Adam laughed. “Come on, live a bit.”
“No chance. I’m not stupid.”
“And we are?” I just looked at him. “Come on! What’s the worst that’ll happen? You’ll get a bit wet and cold. Shelley just lives up there, she’ll lend you some clothes.”
“No thanks.” Like hell am I wearing her stuff. The B&B is right there, I could go and get changed dead quick… What, was I even thinking about it? Mrs Johnson who ran the B&B was pretty soft but I thought even she would draw the line at me trailing salt water all over her carpets and shiny bedspreads.
“A bit of cold never hurt anyone.” That’s all you know. I turned away to walk back up the pier but the Krays were blocking my path.
“Southern fried chicken!” They doubled over with laughter. Shelley stood to one side, scorn dripping off her. Adam was behind me, those big grey eyes still fixed on my head. It was creepy and thrilling at the same time.
“Whatever. Let me through.”
“Can’t you swim, little girl? Aw poor little baby.” Shelley was getting impatient but obviously couldn’t resist the Mina-baiting.
“Yeah, I can swim. I just don’t fancy jumping into freezing cold water that’s all. You want to get pneumonia, go right ahead.” Shelley scoffed and turned away.
“You worried about what your mum’ll say, like?” Adam asked softly.
“She won’t say anything. She died last week.” It’s amazing the effect saying something like that has on people. They just don’t know how to react. The Chuckle Brothers suddenly found their trainers riveting and Shelley went red. Adam never moved.
“Sorry,” he said. “What did she die of?”
“Flu. She had cancer but it was flu that killed her.”
“You’re not going to get flu.” I just gaped at him. What the hell? Just back off! “It’s not that cold when you get in. And you don’t get flu from jumping in the sea.”
“Thanks for the medical advice. I’ll still pass, if it’s all the same to you.” I rolled my eyes and pushed past them all, my cheeks and eyes burning. He caught up to me and gripped my arms. That tingle I’d felt at the railing was still there but it had turned to a shiver. I looked at his face; it was as open and innocent as before but his grey eyes were like steel. “What does it matter? Just let me go.”

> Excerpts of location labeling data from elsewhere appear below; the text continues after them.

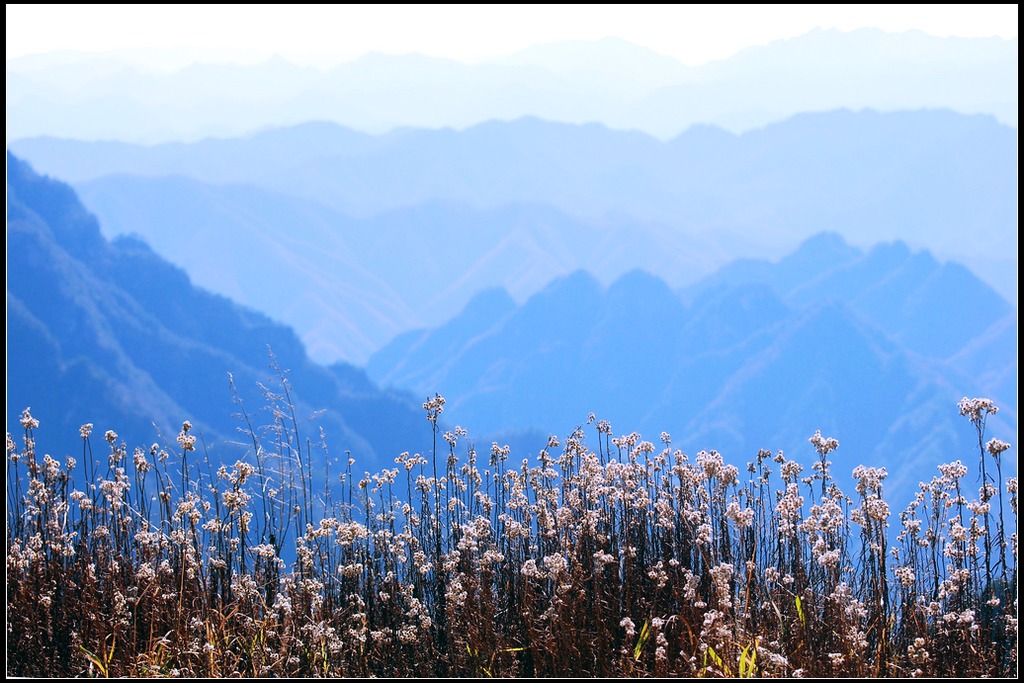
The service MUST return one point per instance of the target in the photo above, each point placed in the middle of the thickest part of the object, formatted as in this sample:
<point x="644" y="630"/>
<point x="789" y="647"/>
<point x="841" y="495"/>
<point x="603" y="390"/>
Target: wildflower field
<point x="603" y="556"/>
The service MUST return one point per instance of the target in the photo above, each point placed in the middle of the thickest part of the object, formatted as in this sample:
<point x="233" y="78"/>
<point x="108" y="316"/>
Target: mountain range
<point x="621" y="85"/>
<point x="109" y="333"/>
<point x="351" y="238"/>
<point x="873" y="347"/>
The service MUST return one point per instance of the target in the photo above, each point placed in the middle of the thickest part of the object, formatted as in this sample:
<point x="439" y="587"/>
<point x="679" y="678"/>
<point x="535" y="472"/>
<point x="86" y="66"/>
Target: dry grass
<point x="624" y="559"/>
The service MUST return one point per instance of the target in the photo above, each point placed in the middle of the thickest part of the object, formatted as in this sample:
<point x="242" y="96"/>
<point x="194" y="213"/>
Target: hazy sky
<point x="328" y="35"/>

“I don’t want to.” This is too much. I want to get out of here now. “I think you want to jump, Mina.”
“Are you thick or something? I told you, I’m not jumping.”

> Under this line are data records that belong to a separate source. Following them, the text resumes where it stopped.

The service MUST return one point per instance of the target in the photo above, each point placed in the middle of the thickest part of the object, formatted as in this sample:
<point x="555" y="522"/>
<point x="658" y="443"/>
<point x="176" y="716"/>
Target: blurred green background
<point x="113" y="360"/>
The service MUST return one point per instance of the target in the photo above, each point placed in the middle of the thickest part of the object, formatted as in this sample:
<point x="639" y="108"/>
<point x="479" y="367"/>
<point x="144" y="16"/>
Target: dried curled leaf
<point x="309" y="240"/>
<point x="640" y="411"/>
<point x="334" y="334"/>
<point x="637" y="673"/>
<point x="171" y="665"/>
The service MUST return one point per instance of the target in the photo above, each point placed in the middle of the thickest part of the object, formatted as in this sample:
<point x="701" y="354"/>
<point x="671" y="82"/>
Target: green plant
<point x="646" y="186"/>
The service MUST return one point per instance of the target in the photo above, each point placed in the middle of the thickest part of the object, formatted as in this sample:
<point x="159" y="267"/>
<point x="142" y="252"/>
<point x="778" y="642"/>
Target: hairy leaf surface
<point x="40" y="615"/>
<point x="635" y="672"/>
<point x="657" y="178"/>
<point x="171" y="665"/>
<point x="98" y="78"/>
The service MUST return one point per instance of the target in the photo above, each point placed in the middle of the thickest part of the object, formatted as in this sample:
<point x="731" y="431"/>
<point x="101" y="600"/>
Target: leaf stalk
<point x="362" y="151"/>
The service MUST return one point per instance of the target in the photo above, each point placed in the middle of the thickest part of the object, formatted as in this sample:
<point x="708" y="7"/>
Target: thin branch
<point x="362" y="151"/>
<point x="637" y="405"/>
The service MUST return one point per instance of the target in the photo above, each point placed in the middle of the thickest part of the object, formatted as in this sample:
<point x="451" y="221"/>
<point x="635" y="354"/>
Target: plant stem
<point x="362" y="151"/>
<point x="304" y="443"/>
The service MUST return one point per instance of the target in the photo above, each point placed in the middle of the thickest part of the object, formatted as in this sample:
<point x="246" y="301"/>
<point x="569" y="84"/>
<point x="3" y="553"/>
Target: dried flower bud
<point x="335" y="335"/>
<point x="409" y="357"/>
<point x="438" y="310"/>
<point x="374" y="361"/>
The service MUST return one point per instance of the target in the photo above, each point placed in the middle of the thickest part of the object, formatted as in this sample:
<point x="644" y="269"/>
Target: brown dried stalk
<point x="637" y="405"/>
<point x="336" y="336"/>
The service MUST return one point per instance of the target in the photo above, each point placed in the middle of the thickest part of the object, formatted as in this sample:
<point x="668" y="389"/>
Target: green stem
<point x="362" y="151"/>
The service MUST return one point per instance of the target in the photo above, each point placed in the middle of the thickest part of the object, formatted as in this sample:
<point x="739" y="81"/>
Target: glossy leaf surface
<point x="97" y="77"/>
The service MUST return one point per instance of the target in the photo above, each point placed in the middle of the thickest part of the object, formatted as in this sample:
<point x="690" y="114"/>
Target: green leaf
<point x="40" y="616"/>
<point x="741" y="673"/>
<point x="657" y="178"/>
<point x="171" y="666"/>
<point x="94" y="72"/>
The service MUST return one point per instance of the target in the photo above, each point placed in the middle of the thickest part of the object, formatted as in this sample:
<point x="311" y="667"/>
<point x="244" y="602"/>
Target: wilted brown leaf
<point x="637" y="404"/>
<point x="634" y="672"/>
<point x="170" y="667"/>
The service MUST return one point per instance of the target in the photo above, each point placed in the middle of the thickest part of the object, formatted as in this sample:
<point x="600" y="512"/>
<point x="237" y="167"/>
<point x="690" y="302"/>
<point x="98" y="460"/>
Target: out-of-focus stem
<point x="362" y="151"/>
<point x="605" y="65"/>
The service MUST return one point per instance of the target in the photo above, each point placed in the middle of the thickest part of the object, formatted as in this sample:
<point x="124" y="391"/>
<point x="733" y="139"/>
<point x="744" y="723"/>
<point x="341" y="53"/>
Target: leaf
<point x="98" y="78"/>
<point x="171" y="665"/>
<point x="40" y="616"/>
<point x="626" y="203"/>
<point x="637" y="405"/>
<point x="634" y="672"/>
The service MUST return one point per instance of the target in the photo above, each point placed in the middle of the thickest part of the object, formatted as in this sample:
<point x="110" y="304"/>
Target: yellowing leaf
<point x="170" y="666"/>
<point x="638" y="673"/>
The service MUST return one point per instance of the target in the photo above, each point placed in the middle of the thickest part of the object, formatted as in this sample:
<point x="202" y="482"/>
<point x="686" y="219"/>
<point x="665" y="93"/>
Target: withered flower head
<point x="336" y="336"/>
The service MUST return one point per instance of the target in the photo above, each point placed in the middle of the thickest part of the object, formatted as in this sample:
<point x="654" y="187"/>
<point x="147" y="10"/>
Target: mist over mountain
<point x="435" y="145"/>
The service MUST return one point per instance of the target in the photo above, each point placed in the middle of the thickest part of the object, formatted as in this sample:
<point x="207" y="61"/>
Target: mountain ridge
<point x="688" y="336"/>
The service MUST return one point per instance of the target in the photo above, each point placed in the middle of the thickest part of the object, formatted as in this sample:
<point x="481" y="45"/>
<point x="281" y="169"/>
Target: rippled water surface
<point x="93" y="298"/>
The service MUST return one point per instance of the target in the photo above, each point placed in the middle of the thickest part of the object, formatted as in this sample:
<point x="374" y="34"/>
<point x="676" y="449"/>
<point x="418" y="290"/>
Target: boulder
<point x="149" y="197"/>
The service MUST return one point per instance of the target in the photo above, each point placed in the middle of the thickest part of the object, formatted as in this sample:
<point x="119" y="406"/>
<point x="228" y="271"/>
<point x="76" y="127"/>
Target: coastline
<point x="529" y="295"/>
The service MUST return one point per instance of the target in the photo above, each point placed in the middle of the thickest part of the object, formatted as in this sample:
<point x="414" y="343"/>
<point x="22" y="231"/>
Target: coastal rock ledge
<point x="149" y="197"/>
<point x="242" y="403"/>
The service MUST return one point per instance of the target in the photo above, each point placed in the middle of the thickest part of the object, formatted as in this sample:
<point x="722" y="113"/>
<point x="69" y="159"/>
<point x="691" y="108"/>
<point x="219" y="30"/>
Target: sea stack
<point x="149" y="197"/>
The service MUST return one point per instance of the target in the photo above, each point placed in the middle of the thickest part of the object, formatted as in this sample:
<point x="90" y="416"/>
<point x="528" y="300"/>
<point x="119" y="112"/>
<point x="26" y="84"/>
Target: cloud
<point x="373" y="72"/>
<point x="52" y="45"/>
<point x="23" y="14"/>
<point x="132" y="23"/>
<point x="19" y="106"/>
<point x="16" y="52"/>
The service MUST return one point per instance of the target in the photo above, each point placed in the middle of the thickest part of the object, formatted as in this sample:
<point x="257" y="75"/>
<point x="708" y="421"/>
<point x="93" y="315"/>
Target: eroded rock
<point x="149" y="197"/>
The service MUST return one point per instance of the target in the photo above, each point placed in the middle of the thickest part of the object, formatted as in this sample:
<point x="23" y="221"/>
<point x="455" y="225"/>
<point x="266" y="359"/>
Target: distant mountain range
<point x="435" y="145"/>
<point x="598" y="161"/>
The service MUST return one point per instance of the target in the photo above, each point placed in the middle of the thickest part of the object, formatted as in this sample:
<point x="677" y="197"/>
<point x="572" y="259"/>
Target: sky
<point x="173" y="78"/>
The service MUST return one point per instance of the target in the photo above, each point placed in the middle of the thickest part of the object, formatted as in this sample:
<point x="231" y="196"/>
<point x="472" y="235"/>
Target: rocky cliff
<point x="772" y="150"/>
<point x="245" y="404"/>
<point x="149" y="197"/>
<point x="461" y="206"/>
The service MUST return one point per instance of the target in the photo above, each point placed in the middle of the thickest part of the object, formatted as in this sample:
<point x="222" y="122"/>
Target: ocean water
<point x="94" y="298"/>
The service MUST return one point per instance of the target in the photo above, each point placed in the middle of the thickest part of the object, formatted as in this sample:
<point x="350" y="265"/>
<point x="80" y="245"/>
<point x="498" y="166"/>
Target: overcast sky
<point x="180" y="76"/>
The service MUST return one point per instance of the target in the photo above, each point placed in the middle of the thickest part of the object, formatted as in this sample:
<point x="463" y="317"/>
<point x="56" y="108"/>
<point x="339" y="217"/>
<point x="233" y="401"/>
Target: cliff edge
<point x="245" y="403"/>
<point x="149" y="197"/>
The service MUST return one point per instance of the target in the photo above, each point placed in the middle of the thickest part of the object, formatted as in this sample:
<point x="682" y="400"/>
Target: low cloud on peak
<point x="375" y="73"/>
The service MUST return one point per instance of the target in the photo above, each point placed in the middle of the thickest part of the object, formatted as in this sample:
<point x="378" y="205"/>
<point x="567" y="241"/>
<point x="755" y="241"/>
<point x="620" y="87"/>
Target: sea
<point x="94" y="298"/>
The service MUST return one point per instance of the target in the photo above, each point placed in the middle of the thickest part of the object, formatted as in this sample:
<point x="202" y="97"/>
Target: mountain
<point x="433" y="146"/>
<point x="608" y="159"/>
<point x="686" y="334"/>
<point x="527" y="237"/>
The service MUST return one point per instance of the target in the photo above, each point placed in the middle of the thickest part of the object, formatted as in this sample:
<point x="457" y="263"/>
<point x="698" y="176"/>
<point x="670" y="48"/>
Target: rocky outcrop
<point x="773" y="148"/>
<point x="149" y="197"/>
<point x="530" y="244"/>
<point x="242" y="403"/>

“Yes you are. This is our pier, guests have to do what we say.” He was pushing me, gently but firmly, back towards the railings. I couldn’t break free and soon Shelley, Dastardly and Muttley were around us too. The railing pressed into my back.
“It’s better without shoes,” Shelley said and bent down to start pulling at my feet. The boys all had hold of my arms or legs and they started bending my knee to rest my foot on the bottom railing. My chest was tight and my head was starting to pound. They were ridiculously strong and I had no chance of breaking free. This isn’t jumping. I’m going to be pushed.

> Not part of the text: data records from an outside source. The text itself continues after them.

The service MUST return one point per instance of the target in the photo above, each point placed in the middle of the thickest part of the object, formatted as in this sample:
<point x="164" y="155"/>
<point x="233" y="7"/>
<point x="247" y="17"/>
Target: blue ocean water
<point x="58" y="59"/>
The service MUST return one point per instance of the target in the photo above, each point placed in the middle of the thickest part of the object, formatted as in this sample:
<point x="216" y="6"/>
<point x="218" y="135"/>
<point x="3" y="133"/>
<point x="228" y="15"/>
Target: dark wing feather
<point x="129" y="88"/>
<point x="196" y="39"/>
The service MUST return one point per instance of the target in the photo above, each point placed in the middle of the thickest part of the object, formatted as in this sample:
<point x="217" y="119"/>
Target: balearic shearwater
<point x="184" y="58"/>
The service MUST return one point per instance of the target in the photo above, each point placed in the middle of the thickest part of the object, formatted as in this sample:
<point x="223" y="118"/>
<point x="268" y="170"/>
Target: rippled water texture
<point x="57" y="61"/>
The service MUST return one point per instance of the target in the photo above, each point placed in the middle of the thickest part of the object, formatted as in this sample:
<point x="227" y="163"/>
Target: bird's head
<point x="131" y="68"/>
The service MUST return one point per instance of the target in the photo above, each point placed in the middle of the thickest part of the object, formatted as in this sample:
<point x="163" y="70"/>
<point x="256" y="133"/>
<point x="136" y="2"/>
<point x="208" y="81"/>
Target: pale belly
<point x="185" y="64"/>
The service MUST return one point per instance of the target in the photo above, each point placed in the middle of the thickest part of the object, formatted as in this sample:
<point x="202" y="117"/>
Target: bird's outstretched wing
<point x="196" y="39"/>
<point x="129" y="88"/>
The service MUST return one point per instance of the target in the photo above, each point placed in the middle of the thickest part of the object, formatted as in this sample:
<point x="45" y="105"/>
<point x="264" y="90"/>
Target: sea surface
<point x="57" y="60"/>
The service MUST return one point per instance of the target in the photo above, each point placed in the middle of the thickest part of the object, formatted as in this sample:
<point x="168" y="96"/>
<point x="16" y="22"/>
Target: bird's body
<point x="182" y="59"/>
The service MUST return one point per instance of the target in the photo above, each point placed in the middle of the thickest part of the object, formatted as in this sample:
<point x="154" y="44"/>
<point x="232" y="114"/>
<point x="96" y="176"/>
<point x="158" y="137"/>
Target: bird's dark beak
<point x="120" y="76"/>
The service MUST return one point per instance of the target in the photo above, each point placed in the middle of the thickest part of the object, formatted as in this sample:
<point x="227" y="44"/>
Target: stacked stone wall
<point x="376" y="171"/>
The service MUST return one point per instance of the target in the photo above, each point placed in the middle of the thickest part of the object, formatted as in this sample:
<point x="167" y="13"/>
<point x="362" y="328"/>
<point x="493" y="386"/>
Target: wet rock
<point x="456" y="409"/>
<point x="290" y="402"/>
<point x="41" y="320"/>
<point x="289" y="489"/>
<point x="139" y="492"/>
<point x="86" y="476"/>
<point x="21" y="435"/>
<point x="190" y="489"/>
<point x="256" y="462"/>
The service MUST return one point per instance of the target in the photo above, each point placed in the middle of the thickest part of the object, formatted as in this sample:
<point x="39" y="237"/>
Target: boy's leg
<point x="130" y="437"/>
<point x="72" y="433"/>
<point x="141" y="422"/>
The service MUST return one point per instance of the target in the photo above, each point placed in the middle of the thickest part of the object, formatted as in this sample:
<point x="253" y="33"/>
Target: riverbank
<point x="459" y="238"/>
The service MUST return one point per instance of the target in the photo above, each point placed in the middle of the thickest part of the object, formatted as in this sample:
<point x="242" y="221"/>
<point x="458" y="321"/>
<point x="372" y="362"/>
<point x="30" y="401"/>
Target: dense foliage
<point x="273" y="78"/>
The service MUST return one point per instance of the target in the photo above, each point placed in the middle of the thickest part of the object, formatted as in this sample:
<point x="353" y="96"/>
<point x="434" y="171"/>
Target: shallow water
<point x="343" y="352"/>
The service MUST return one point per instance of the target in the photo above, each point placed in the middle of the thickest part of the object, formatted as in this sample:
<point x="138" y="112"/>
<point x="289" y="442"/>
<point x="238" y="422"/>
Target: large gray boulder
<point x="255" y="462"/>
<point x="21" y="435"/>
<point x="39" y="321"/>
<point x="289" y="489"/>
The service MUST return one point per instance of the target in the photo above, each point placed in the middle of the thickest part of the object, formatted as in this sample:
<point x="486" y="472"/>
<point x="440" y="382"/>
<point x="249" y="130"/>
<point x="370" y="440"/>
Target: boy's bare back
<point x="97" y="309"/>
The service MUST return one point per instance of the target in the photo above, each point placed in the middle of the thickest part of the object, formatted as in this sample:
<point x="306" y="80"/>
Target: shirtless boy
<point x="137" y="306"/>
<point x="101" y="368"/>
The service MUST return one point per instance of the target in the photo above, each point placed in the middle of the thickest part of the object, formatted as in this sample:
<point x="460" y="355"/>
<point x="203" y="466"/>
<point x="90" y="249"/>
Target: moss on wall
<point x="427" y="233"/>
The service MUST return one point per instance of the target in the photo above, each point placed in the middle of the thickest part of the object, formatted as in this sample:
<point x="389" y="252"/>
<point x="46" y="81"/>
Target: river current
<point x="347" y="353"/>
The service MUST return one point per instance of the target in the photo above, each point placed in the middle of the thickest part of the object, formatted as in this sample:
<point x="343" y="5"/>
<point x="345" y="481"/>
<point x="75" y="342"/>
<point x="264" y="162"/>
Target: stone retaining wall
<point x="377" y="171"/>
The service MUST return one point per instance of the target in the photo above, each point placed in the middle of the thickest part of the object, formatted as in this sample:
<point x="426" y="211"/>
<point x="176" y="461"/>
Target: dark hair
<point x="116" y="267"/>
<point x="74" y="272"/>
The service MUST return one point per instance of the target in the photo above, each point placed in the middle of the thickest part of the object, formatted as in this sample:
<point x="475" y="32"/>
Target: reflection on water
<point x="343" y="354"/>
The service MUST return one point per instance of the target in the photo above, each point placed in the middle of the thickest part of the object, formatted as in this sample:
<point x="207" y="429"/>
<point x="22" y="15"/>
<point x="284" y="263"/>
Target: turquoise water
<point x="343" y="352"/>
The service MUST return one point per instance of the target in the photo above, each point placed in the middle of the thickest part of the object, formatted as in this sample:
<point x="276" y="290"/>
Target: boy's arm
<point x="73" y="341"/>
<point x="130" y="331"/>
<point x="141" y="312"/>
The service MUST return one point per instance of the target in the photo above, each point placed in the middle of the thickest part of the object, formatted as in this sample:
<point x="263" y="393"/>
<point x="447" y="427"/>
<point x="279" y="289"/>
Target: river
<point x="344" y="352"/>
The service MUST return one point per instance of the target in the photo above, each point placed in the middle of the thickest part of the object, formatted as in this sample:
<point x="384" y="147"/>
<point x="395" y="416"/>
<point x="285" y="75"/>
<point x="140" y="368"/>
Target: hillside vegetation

“Ok, ok,” I shouted. “Let go. I’ll jump.”
“Good girl,” smiled Adam. “Go on then.” I glowered at him and climbed onto the railing, swinging one leg over. I looked down at the water and tried to swallow but there was a lump in my throat.
“Mina!” A shout came from the end of the pier and I looked up to see my dad sprinting along the pier, his black tie streaming behind him. He hadn’t worn a coloured tie since the funeral two days ago. The gang backed off, suddenly more sulky and silly than threatening and I climbed down, feeling sick with relief. “What the hell are you doing? You weren’t going to jump, were you?”
“Course not Dad. Just… looking.” He put an arm round my shoulders and led me away, looking suspiciously at the gang.
“You had me worried there. It’s amazing, some of the stupid things people will do under peer pressure.”
“I’m fine, Dad. Did you get the permit for Mum’s ashes?” As I half-listened to him talk, I looked back. Shelley and Cannon and Ball were climbing on the railings again. Adam stood stock-still and never stopped watching me until we turned the corner around the amusement arcade.
The children’s ride suddenly seemed much less creepy than before.